December 1, 2017

Cliff's Edge-Every Seventh Sunset

Of all that we believe, what’s foundational? The teaching that bankrolls all others? That which if falsified or rejected would dissolve our faith into less than air?

Creation, what else? I know because God commands us to spend one-seventh of our lives, every week (without exception) to remember it—something that He commands for no other doctrine because no other doctrine makes sense apart from creation.

And not just creation but the seven-day creation. Otherwise, we would have no Adam, who brought us sin and death (Gen. 1-3; Rom. 5:12). And without sin and death who needs Jesus on the cross to undo what Adam did to us (Rom. 5:17-21)? And with no Jesus on the cross there’s no redemption, resurrection, Second Coming, or eternal life. No wonder God commands us to spend one-seventh of our lives as a reminder of the seven-day creation. Without it, we have nothing.

This reminder is so important that instead of us going to it, it comes to us. Every week at 1,000 miles per hour (near the equator) the Sabbath washes over the world and into every corner and crevice of our lives because time reaches into every corner and crevice of our lives. Nothing escapes it.

I have a desktop App, Living Earth, a real-time view of the planet from space, and on Friday afternoons I can actually watch the Sabbath slowly approach, unstoppable in its tracks.

Unstoppable, and indestructible, too. Men can demolish shrines, ban pilgrimages, proscribe religions. But who, and with what machinations, can void the seventh-day Sabbath? They might as well try to void the sunset.

People can hate the Sabbath, reject it, defile it, even try to change it—“And he shall intend to change times and law” (Dan. 7:25, NKJV)—but God protected His memorial to the creation of things, which are vulnerable to mankind, by placing it in time, which is not.

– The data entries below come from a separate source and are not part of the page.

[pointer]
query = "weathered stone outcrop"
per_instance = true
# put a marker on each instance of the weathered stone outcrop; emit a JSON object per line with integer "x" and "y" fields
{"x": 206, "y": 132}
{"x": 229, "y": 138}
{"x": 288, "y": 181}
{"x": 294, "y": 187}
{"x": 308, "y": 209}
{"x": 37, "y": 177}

How could it be? Matter is composed of smaller and smaller incantations: chemicals, molecules, atoms, quarks, and leptons, even quantum fields. But time? What is it reduced to?

Skipping over no one, but beyond the destructive reach of everyone, the seventh-day Sabbath remains the universal symbol of the Lord’s seven-day creation, the foundation of all that’s of the earth and of humanity.

“In my beginning,” wrote T.S. Eliot, “is my end.” And because our beginning was in Christ (John 1:1-3), so shall our end be (2 Peter 3:13). Here’s a truth so crucial that God commands one-seventh of our lives to remember it; this unstoppable and indestructible reminder, which quietly and gently engulfs us every seventh sunset, and has done so from the six days when “the Lord God made the earth and the heavens” (Gen. 2:4), and then rested on the seventh.

Clifford Goldstein is editor of the Adult Sabbath School Bible Study Guide. His latest book, Baptizing the Devil: Evolution and the Seduction of Christianity, has recently been released by Pacific Press.